The updated yearly sp500 candlestick chart is showing that the 2012 price candlestick is morphing into a reversal candlestick and may morph even further into bearish form as the year progresses. The way the candlestick looks now (not even at the mid year point) suggests that there is a rejection of the new bull market zone above 1320. The topping tail on the current 2012 candle indicates supply came into the market in that range.
Of course the year is no where near finished and a lot can happen between now and end of year, but at least up to today it is taking a bearish form.
I suspect that the 2012 candlestick will continue to take shape of a bearish candlestick.
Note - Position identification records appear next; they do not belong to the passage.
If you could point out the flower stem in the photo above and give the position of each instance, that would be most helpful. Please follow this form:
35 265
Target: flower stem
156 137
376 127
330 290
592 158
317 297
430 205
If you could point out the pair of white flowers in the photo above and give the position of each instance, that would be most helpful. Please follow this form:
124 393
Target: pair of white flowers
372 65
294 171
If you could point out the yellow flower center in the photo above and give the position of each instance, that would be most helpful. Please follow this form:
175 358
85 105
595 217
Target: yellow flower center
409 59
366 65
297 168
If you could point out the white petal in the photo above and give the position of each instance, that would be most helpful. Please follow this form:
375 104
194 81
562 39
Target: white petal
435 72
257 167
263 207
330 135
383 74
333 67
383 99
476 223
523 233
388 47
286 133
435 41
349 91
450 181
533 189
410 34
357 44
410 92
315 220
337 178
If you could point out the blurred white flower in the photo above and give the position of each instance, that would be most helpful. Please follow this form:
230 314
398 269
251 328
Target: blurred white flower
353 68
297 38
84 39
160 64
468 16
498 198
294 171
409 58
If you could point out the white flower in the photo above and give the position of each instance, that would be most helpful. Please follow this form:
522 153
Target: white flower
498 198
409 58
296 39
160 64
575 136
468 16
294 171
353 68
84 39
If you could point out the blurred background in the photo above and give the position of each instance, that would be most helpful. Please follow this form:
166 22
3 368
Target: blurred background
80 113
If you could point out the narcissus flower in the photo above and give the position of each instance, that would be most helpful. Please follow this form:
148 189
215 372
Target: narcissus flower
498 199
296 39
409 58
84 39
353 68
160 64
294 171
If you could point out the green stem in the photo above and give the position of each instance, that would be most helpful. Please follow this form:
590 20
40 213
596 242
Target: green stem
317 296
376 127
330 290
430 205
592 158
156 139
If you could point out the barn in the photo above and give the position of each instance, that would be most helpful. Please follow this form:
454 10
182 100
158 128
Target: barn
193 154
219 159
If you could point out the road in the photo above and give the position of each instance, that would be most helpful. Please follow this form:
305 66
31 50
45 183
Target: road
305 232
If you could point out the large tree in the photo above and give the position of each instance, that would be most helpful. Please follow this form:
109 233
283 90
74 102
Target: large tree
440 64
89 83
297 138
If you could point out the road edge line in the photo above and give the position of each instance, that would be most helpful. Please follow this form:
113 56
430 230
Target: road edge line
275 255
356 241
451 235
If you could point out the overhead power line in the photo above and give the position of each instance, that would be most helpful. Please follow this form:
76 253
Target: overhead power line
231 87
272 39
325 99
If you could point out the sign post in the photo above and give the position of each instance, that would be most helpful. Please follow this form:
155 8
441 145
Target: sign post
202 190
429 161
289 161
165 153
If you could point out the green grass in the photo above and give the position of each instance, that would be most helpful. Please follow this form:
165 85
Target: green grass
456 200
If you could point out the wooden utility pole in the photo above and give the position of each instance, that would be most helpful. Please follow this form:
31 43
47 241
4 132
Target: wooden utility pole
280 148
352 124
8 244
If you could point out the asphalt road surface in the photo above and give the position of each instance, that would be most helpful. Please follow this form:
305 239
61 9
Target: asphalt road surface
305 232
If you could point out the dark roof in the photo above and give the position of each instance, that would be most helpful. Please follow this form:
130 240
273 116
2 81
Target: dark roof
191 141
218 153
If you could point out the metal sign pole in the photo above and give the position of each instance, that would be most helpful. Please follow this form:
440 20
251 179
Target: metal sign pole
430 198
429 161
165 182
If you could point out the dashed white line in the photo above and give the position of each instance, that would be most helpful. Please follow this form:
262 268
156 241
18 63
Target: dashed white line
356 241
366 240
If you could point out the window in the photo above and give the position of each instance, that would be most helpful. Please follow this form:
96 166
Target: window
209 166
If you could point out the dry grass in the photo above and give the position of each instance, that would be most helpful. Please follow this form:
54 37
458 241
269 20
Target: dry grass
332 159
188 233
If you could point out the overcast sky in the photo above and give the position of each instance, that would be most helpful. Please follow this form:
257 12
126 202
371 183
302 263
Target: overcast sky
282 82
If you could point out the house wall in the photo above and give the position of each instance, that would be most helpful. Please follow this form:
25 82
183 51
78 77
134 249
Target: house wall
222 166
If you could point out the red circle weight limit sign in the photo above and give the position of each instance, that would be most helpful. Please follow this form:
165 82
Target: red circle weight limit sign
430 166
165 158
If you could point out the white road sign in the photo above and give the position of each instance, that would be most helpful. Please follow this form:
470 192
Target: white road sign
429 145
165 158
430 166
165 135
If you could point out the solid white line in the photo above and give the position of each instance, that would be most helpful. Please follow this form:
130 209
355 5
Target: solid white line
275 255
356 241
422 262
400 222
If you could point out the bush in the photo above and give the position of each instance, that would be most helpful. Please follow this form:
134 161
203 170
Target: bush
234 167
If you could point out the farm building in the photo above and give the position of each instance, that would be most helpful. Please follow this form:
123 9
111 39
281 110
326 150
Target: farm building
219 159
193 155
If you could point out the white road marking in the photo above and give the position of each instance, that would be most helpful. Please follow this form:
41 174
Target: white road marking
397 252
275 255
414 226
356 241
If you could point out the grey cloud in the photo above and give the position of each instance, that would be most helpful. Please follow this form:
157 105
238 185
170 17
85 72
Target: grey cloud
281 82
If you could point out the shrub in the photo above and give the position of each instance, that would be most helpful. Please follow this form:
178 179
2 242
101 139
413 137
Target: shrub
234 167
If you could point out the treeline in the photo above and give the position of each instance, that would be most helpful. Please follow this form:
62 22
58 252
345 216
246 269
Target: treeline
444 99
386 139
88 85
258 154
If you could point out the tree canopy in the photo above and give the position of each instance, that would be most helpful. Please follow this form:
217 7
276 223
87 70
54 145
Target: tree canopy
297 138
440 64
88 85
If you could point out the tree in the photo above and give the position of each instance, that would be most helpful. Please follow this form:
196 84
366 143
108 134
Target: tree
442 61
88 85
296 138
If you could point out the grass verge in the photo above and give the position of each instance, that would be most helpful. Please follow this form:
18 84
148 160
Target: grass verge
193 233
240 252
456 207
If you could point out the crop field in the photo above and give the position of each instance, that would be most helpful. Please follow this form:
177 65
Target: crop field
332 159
If the 2012 candlestick is to remain as a bearish signaling candle very similar to the 2007 yearly price candlestick then it would suggest that the max downside for the 2012 candle will be in the 1210 range on the sp500.
So the scenario could play out with 1210 range being an important low and then an extended bounce into end of year period and then a new semi overbought stance in preparation for the real down move in 2012.
The yearly RSI structure shows that despite the long term bear market we are still technical in a positive bias era with RSI holding greater than 50. It will be a breaking of RSI under the 50 range that will invoke the ultra bearish most destructive consequences of this bear market. A yearly closing of RSI (relative strength index) under the 50 range will be the range where equities are truly hated. This red shaded sell off zone could become reality in the 2015 to 2020 time frame. That will likely be the time frame to load up on equities for ‘the long term’.